Fen laughed and stepped back from the small painting, which, to the untrained eye, looked nothing more than a swirling mess of pastel-coloured paint strokes, devoid of composition or structure. To the more discerning viewer, however, it was a pretty little painting of a cherry tree in full blossom, verdant greenery around it.

‘Gosh the light is stunning in here, isn’t it?’ Fen had wandered over to the middle of the three floor-to-ceiling windows and was caught in a trance by the view over the rooftops opposite. ‘I think I can make out the dome of Saint Sulpice, and just behind it is the Luxembourg Gardens of course. Oh, I’ve missed Paris.’

‘You had a happy time here?’ James asked.

‘Yes, rather. Slightly bohemian perhaps. And I was never really “one of the girls” at school. They called me Lily L’Étranger… Lily the Foreigner. But I learned the language and love the city. Did lose the gerbil in the catacombs once though, which upset Ma a bit. Ah, here she is…’ Fen moved back towards the small table and perched on the edge of the elegant chaise longue as Rose flounced into the room carrying a brightly varnished papier mâché tray, on which was a small ornate silver teapot and three delicate teacups.

Tipper jumped up next to Fen on the daybed and snuffled his little nose into her lap.

‘Afraid I don’t go in for breakfast much myself. But I grow my own mint. Desperately good for the digestion and of course free, which is undeniably a bonus.’ Rose sat herself down in the other armchair and began to pour the steaming liquid into the teacups. She passed them around and Fen inhaled the sweet, fresh aroma of the mint tea. ‘It looks a bit insipid, but come the cocktail hour it goes marvellously well with a tot of rum and some molasses, if you can ever come by that sort of thing these days.’

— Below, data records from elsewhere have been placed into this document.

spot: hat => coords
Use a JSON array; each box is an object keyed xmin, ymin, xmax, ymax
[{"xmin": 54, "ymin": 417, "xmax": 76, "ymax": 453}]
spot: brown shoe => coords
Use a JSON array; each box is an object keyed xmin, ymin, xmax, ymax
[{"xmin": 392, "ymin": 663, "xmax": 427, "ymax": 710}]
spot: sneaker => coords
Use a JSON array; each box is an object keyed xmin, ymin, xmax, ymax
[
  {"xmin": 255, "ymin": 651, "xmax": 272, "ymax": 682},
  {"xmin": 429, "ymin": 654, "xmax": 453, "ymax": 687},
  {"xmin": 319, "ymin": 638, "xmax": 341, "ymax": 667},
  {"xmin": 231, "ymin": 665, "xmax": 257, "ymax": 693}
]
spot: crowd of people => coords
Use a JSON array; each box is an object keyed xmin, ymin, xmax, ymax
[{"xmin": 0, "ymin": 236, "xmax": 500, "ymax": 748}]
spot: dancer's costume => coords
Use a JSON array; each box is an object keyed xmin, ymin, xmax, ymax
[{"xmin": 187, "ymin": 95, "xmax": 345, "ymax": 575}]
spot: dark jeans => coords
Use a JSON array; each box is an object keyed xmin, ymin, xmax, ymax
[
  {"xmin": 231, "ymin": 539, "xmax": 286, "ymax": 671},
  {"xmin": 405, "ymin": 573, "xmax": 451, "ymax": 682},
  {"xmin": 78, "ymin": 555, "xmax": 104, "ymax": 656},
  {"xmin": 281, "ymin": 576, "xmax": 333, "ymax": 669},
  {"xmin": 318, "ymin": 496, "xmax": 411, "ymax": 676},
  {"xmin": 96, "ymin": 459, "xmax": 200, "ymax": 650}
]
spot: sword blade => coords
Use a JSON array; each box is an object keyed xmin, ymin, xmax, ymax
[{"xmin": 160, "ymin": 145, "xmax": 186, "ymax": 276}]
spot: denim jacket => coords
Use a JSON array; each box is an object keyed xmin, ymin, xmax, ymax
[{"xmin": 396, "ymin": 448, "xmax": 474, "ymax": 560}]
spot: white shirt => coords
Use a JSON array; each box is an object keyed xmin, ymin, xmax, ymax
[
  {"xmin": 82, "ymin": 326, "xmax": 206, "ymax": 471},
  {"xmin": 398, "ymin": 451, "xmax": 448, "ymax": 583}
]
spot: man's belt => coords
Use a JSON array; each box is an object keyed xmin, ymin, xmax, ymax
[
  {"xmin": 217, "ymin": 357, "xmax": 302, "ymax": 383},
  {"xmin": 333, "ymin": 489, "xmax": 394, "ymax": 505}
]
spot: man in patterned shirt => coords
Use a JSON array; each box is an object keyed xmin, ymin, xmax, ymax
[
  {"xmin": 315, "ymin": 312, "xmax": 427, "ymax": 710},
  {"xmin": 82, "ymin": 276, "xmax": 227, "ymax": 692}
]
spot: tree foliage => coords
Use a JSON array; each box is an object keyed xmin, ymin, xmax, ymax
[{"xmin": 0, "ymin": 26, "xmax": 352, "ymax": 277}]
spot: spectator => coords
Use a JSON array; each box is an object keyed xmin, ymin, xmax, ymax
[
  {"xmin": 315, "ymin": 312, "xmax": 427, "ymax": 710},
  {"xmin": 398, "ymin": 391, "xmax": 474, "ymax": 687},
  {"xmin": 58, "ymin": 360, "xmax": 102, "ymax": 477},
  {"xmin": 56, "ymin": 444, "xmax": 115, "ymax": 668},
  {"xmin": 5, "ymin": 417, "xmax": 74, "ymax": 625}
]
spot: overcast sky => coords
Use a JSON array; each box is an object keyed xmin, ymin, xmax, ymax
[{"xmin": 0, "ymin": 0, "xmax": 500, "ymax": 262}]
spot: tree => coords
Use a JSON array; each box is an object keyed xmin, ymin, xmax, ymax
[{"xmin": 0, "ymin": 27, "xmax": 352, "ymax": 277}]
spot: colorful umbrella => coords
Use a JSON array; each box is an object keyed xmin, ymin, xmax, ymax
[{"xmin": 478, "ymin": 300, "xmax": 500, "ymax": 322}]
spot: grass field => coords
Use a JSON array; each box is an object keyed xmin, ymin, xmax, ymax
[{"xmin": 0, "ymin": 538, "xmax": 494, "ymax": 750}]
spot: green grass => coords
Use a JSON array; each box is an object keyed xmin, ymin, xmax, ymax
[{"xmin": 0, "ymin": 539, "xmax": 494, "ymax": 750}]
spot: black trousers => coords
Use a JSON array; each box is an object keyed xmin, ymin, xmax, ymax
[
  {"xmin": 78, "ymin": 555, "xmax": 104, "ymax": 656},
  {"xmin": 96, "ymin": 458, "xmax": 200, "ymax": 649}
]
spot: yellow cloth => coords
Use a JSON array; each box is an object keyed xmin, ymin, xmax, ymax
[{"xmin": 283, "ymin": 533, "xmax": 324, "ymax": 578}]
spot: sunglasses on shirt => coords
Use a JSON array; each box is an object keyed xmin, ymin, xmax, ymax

‘Oh Rose,’ Fen reached over and gently touched her friend’s arm. ‘It is so lovely to see you.’

‘And you, my dear,’ Rose replied. ‘Now, you must fill me in on what you got up to in Burgundy. You mentioned a murder?’

Fen sighed, and looked across at James. He gave a slight nod of his head, and she settled down to telling Rose all about what had happened since she’d last seen her.